Mental health care accessible for the first time to thousands of people living in poor and rural areas in low- and middle-income countries

13 Apr 2016 - 12:00

PRIME findings, presented to world financial leaders, show how to narrow the enormous treatment gap for mental health care in low- and middle-income countries 

Today, Lead Investigator of the Programme for Improving Mental health care (PRIME), Prof Crick Lund, presents key recommendations for setting up, costing and evaluating mental health care plans in low- and middle-income countries, to delegates attending the World Bank and International Monetary Fund Spring Meeting. PRIME was selected out of a long list of mental health programmes worldwide to present at this inaugural event.

The goal of PRIME is to generate evidence on the implementation and scaling up of treatment programmes for priority mental conditions in primary and maternal health care contexts in low-resource settings. It’s currently conducting research in South Africa, India, Nepal, Ethiopia and Uganda.

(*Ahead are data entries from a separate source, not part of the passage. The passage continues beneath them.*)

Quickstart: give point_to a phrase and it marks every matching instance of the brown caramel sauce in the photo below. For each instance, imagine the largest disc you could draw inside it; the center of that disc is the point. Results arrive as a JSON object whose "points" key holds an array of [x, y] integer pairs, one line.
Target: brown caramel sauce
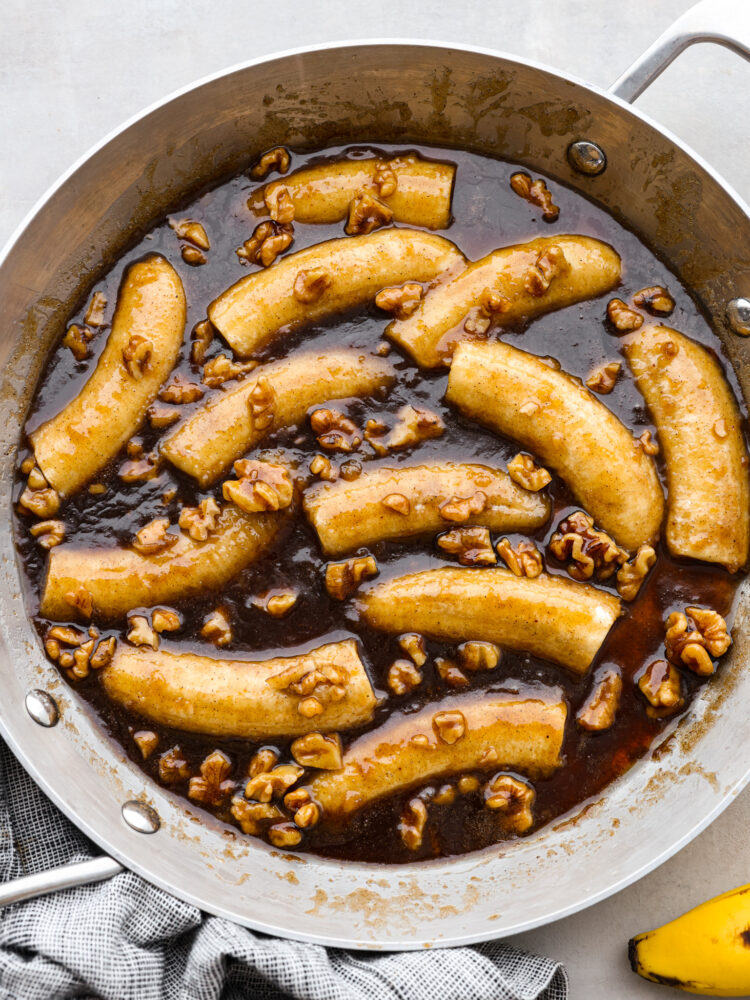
{"points": [[487, 215]]}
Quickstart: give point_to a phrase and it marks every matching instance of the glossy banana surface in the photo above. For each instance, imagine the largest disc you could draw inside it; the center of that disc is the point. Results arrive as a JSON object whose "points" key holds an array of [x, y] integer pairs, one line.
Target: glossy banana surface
{"points": [[699, 427], [347, 515], [120, 579], [237, 698], [521, 731], [150, 321], [276, 395], [430, 334], [557, 418], [258, 307], [549, 616], [323, 193]]}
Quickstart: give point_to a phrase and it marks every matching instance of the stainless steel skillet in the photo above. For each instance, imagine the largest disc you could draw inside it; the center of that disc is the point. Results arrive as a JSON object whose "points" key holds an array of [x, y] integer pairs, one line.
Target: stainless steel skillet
{"points": [[402, 92]]}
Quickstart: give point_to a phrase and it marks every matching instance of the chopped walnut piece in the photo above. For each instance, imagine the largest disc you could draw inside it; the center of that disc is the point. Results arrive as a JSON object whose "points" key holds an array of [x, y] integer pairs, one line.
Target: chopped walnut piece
{"points": [[335, 431], [523, 560], [413, 645], [323, 467], [403, 677], [694, 637], [264, 760], [137, 354], [193, 256], [473, 546], [648, 442], [273, 784], [102, 655], [310, 286], [590, 552], [462, 508], [631, 575], [536, 193], [318, 750], [549, 264], [262, 486], [96, 308], [467, 784], [165, 620], [262, 404], [385, 180], [200, 521], [77, 340], [254, 817], [602, 379], [277, 602], [411, 827], [139, 470], [192, 231], [146, 741], [449, 673], [366, 213], [82, 600], [222, 369], [661, 686], [622, 317], [280, 205], [218, 628], [414, 425], [343, 578], [213, 786], [598, 711], [173, 767], [512, 797], [656, 299], [397, 502], [48, 533], [181, 391], [154, 537], [275, 159], [449, 726], [284, 835], [400, 300], [140, 632], [268, 241], [202, 335], [162, 416], [477, 655]]}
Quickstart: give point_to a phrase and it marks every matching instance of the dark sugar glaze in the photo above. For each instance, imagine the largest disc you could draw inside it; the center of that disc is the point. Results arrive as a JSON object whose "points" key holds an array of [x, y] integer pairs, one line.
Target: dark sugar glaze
{"points": [[487, 214]]}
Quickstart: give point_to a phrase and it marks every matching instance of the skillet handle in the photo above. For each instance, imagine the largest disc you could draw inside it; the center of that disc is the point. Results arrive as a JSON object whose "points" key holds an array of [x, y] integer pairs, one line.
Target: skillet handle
{"points": [[67, 877], [726, 22]]}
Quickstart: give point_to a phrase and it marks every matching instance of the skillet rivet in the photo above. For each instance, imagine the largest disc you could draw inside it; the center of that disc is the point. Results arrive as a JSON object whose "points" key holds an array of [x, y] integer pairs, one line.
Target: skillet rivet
{"points": [[42, 708], [587, 157], [140, 817], [738, 312]]}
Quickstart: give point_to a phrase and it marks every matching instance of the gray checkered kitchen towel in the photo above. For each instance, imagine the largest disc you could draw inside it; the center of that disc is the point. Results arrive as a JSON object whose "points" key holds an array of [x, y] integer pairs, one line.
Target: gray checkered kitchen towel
{"points": [[126, 940]]}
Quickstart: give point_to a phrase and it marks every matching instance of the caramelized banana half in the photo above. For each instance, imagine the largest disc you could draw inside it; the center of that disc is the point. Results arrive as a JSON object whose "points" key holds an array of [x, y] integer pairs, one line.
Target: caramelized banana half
{"points": [[388, 503], [120, 579], [700, 429], [141, 350], [276, 395], [240, 698], [355, 269], [557, 418], [521, 731], [582, 268], [323, 193], [548, 616]]}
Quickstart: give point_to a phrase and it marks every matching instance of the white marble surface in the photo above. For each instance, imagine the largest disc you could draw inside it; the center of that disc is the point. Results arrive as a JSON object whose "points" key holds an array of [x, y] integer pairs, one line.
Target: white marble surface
{"points": [[73, 70]]}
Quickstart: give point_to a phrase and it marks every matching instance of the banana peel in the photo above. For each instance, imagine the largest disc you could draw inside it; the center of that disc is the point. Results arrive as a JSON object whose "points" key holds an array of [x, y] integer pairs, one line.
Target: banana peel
{"points": [[705, 951]]}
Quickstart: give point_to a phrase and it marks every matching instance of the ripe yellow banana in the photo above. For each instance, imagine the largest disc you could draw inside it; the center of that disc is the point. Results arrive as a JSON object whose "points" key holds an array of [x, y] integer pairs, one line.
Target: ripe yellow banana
{"points": [[705, 951]]}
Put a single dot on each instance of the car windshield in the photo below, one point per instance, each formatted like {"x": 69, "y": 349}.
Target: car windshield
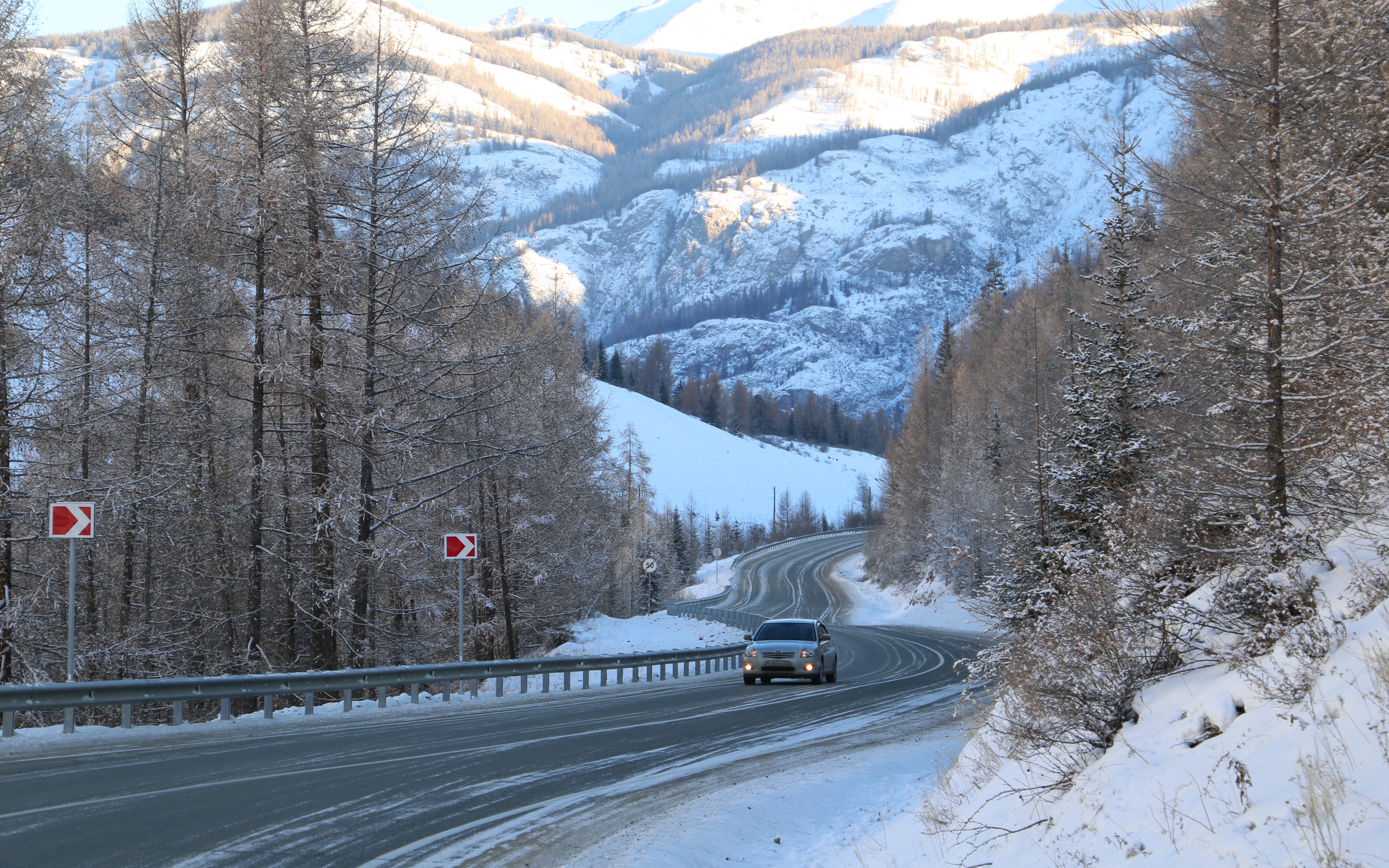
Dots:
{"x": 774, "y": 631}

PRIME research determined that implementing mental health care plans are extremely cost-efficient. To make budgetary provision for mental health care, the PRIME team calculated the cost of implementing mental health care plans over a 5- to 15-year scale-up period. It ranges from US$ 0.20-0.60 per capita in India, Nepal, Uganda and Ethiopia and was close to US$ 2 per capita in South Africa, an upper-middle income country.

“There is an urgent global need to address mental health as a public health and development issue” said Crick Lund, Professor of Public Mental Health, University of Cape Town, South Africa. He continued “Through our work in PRIME, we have developed processes and tools for Ministries of Health, NGOs and other researchers to use to implement and scale up mental health services in other low- and middle-income countries.”

The unmet need for mental health care is high in most low- and middle-income countries. The consequences of untreated mental disorders include suffering, diminished quality of life and disability, human rights abuses, stigma and discrimination, poverty, poor physical health and premature mortality.

The next stage of PRIME research will include evaluation of the implementation of the mental health care plans as well as further research on scaling up the programme.